To upgrade an existing artifact pair that lacks `flow_features.parquet`, run `scripts/generate_flow_features.py --packets-npz ... --flows-parquet ... --out ...` (or `--source-store` for sharded stores).
Common gotcha: if CSV timestamps and pcap epochs are in different time zones, `extract_lib` prints a diagnostic with the recommended `--time-offset`; rerun with that value.
## Authoritative documents
- `RESULTS.md` — full headline tables, ablations, per-attack analysis, JANUS configuration, thresholded operating-point metrics, what the experiments proved / disproved.
- `Mixed_CFM/model.py` and `common/data_contract.py` — model + data-contract source of truth.
## Python environment
- `requires-python = ">=3.14"`; PyTorch pinned to the `pytorch-cu128` index, plus `mamba-ssm`, `causal-conv1d`, `scapy`, `dpkt`, `pyarrow`, `sklearn` (for the OAS aggregator).

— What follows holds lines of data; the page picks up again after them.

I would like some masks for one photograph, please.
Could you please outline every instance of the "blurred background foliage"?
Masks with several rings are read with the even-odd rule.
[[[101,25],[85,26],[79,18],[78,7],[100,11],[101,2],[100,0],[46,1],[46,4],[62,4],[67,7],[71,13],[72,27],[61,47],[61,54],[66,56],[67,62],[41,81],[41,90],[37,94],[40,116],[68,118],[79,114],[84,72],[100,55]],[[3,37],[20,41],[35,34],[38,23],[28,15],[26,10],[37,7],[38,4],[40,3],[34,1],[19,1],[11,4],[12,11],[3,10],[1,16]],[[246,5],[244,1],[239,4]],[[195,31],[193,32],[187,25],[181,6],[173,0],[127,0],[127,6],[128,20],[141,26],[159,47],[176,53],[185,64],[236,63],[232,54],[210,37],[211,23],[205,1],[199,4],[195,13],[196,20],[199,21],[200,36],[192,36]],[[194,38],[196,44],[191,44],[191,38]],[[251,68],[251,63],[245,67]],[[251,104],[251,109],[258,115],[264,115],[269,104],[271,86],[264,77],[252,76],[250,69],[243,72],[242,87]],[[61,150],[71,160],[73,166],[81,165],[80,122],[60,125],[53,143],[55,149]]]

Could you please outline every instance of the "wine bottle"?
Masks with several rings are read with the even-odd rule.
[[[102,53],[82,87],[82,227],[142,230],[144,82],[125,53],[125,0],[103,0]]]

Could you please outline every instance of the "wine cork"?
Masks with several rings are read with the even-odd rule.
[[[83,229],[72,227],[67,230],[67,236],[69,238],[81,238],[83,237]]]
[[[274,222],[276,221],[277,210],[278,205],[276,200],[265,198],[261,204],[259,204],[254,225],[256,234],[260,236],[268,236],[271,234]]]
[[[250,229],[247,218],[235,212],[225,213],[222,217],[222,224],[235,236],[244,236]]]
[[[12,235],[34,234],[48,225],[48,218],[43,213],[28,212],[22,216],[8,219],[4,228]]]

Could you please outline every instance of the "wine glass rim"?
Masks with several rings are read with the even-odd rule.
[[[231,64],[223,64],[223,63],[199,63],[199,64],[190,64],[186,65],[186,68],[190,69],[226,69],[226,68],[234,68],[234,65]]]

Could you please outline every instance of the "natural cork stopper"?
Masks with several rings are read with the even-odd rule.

- Two `pyproject.toml` files exist: root and `Mixed_CFM/`; they are not declared as a uv workspace and resolve independently. Run `uv run ...` from whichever directory owns the entry point.
- `Unified_CFM/` has no `pyproject.toml`; it uses the root venv (`uv run --no-sync python <script.py>`).
- Scripts under `scripts/download/` are pure stdlib — invoke with `python3`.